Parkland sale to Ruffin’s Hyatt hotel is the right way to do city business | Opinion

Travis Heying/The Wichita Eagle

As regular readers of this column know, public parks mean a lot to me.

The longest opinion article I’ve ever written, and the only one ever to run on Page 1, was a lengthy criticism of Wichita’s handling of its park and recreation assets over the past several years. It’s a trail that has taken, in my opinion anyway, way too much out of the public realm and put it into private for-profit hands.

But I’m not an absolutist. Sometimes, you can spend park assets to improve the community otherwise — and I believe in giving credit where it’s due.

Last week, the Wichita City Council inked a deal to sell a third of an acre of parkland to the Wichita Hyatt Regency Hotel, owned by casino magnate Phil Ruffin, for expansion of the hotel meeting and ball rooms. It’s a good move.

I was somewhat skeptical of the deal when I read the staff report and it said that because of lack of street access, nobody else could access the property but the Hyatt, allowing the deal to be struck without competitive bidding. That’s sort of true, but a minor adjustment in the property lines would have made it accessible from South Waco, between Century II and the Arkansas River.

I had a long talk with City Manager Robert Layton and came away thinking this deal will probably benefit the city as well as the Hyatt.

First, Layton said he insisted that the property sell for fair market value, as determined by an independent appraisal, $217,450.

Second, the money from the land sale will be earmarked for improvements in the rest of the park it’s being shaved off of, A. Price Woodard Park.

Third and probably most important, the land sale for the Hyatt expansion signals that the city is finally getting serious about making improvements to the Century II Convention and Performing Arts Center, after years of back-and-forth over whether to tear it down and start over.

The change of course represents a lost $700,000 spent developing the Riverfront Legacy Master Plan — including $200,000 of city and county money.

The proposal to raze Century II and the downtown library for new convention and performing arts facilities was ambitious, but it ran into strong opposition from the citizenry and the COVID-19 pandemic pretty much relegated it to history.

In a way, we’re lucky it cost us as little as it did.

The pandemic has changed the convention business, probably forever. Most conventions are now offered in hybrid form, live and online.

Big in-person gatherings are much rarer than they once were and competition is fierce. If Wichita had embarked on the $1.2 billion master plan before 2020, we could be stuck with a lot of built convention space and not much use for it.

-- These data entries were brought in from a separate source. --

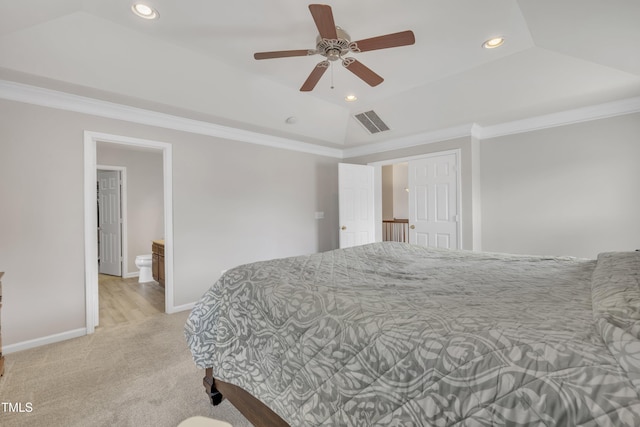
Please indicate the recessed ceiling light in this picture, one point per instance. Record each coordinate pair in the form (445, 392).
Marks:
(144, 11)
(493, 43)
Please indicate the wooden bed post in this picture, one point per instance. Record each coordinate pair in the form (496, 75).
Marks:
(210, 387)
(253, 409)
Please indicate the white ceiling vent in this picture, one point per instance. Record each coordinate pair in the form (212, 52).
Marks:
(371, 121)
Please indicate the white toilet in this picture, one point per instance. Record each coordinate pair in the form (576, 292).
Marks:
(143, 262)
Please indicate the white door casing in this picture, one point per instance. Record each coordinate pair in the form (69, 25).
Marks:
(109, 222)
(356, 204)
(433, 201)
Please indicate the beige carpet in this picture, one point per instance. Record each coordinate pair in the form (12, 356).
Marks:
(136, 374)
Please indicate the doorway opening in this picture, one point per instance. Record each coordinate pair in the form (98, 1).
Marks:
(395, 202)
(91, 140)
(434, 198)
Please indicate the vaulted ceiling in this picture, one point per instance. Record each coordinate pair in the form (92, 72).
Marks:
(196, 61)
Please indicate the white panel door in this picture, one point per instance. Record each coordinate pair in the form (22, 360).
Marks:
(109, 223)
(433, 201)
(356, 205)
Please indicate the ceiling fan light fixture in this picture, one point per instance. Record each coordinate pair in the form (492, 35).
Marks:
(144, 11)
(493, 42)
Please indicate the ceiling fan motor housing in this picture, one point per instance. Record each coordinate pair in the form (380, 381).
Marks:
(333, 49)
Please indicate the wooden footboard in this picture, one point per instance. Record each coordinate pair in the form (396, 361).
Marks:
(253, 409)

The plan is expected now to revert to more or less what Layton proposed in 2017 — keep the roundhouse, but either replace or expand the attached Bob Brown Arena.

That could correct some of Century II’s flaws, including low ceilings and inadequate loading docks for modern shows. The new space at the Hyatt will offer additional convention space, when needed.

The Brown arena is basically just a concrete box of no architectural significance whatsoever and the city can do pretty much whatever it wants there. Not even the Save Century II group cares.

The City Council will evaluate the options for it this winter. I’m looking forward to seeing what they come up with.